Fast forward nearly a decade and Klemanskiene found herself in a situation where she was being assessed for jobs based on the fact that she only had one hand. “I felt disappointed because I really wanted to do something and I knew I could. I’m a hard worker and I like to work, to help people and to earn money. I didn’t want to be sitting at home waiting for my husband to come back, that’s not me.”

Klemanskiene eventually approached the Fás training and employment authority who helped her apply for a course at Maynooth University. From there she applied for work experience at two separate offices. At the first office she found staff were too busy to help the new employee and struggled to understand the system. Fortunately the second work placement at an estate agent’s office in Celbridge was totally different.

“When I started the job the girls in the office were brilliant. They were friendly and kind and willing to help. The people around me helped me to believe in myself.”

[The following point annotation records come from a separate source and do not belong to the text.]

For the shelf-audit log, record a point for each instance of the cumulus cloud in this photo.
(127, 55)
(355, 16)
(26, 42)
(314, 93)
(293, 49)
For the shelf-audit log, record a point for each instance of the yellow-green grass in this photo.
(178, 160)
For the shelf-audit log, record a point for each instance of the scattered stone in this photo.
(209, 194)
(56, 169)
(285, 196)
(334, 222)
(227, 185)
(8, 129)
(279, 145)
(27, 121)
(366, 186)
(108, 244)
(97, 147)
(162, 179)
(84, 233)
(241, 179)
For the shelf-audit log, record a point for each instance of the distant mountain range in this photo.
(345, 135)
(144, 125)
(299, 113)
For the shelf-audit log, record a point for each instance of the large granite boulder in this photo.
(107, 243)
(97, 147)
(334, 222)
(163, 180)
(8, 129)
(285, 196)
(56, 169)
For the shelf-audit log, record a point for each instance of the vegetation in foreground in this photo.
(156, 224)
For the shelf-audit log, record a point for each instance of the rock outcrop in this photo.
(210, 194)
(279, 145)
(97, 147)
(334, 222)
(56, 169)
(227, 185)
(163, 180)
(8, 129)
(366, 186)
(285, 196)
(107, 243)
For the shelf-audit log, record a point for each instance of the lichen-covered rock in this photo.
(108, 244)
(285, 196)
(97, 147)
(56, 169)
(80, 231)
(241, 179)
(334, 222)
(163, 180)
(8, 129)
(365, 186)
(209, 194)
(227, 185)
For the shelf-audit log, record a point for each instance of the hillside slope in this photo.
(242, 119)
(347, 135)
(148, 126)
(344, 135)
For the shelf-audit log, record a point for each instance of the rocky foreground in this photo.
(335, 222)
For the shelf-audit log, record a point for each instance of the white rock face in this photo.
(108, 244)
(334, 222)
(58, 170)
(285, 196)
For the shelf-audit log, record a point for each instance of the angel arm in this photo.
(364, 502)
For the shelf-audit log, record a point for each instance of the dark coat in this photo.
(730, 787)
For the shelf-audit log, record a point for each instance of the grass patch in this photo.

After completing her work experience Klemanskiene was offered a job and nearly seven years on, she is still working at Team Lorraine Mulligan estate agents. “At first I was worried about my English and was afraid to answer the phones. But Lorraine tells me I’m brilliant. I’m so grateful that she gave me the opportunity to show I could work. She’s also so understanding. If the kids are sick she will say children are the priority, you do what you need to do. The ladies in that office, Siobhán and Shirley, they helped me with my fears and I will thank them all my life for that.”

“When I was younger I thought office work was boring and I would never do it. But I’m happy with what I’m doing. I’d also like to learn something new to build my career and feel more confident.”

Klemanskiene now has two sons aged 11 and four. She speaks Russian, her native language, at home with the family but sometimes feels bad that her children don’t speak Lithuanian. “I feel a bit guilty because they can’t speak proper Lithuanian. I can speak Lithuanian but it’s Russian with the boys because my family are Russian speaking.”

The family recently travelled back to Lithuania following the death of Klemanskiene’s father. “It’s sad because of the distance with family. Even with all the technology we’re not meeting each other, we don’t have the close relationship we could have if we lived in the same city. When we moved here I didn’t miss my parents too much. But now I’m older and my dad is not here anymore, I feel I do miss them.”

“I don’t think of Lithuania as my home anymore, I don’t have that feeling. I’m happy here, my life is here now.”